Alcoholics Anonymous or AA is the name of a group of men and women who acknowledge that addiction to alcohol is ruining their lives. Their purpose in coming together is to give it up and help others do the same. They realize they can’t pull this off by themselves. They believe they need each other, and they believe they need God. The ones who aren’t so sure about God speak instead of their Higher Power.

When they first start talking at a meeting, they introduce themselves by saying, “I am John. I am an alcoholic.” “I am Mary. I am an alcoholic,” to which the rest of the group answers each time in unison, “Hi, John,” “Hi, Mary.” They are apt to end with the Lord’s Prayer or the Serenity Prayer. Apart from that they have no ritual. They have no hierarchy. They have no dues or budget. They do not advertise or proselytize. Having no building of their own, they meet wherever they can.

Nobody lectures them, and they do not lecture each other. They simply tell their own stories with the candor that anonymity makes possible. They tell where they went wrong, and how, day by day they are trying to go right. They tell where they find the strength and understanding and hope to keep trying. Sometimes one of them will take special responsibility for another – to be available at any hour of day or night if need arises. There’s not much more to it than that, and it seems to be enough. Healing happens. Miracles are made.

You can’t help thinking that something like this is what the Church is meant to be and maybe once was before it got to be Big Business. Sinners Anonymous. “I can will what is right but I cannot do it,” is the way Saint Paul put it, speaking for all of us. “For I do not do the good I want, but the evil I do not want is what I do” (Romans 7:19).

“I am me. I am a sinner.”  “Hi, you.”  Hi, every Sadie and Sal. Hi, every Tom, Dick, and Harry. It is the forgiveness of sins, of course. It is what the church is all about.

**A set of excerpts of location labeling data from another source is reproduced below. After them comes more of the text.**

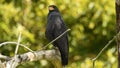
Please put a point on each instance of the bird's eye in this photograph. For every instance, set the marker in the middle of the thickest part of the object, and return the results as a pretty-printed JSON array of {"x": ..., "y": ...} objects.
[{"x": 51, "y": 8}]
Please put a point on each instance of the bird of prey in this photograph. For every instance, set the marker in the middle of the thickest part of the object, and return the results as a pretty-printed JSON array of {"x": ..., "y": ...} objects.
[{"x": 55, "y": 27}]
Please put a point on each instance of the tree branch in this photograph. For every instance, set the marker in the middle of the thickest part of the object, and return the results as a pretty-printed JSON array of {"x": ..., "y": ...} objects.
[{"x": 51, "y": 55}]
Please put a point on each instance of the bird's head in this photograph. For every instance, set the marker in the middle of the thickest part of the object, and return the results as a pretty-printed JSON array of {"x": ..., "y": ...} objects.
[{"x": 53, "y": 8}]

No matter what far place alcoholics end up in, either in this country or virtually anywhere else, they know that there will be an A.A. meeting nearby to go to and that at that meeting, they will find strangers who are not strangers to help and to heal, to listen to the truth and to tell it. That is what the Body of Christ is all about.

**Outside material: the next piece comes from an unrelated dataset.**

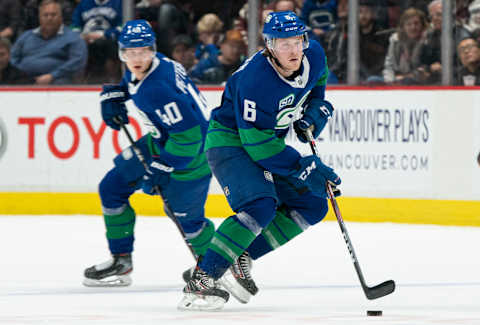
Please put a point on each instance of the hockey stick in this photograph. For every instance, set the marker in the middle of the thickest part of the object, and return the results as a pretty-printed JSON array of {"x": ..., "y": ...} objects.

Would it ever occur to Christians in a far place to turn to a church nearby in hope of finding the same? Would they find it? If not, you wonder, what is so Big about the Church’s Business?[1]

So why are we here? We are here to connect people to God as deeply and as widely as we can. Everything is about that.


(c) William G. Carter. All rights reserved.


[1] Frederick Buechner, Whistling in the Dark: A Doubter’s Dictionary (New York: Harper and Row, 1988) 4-5.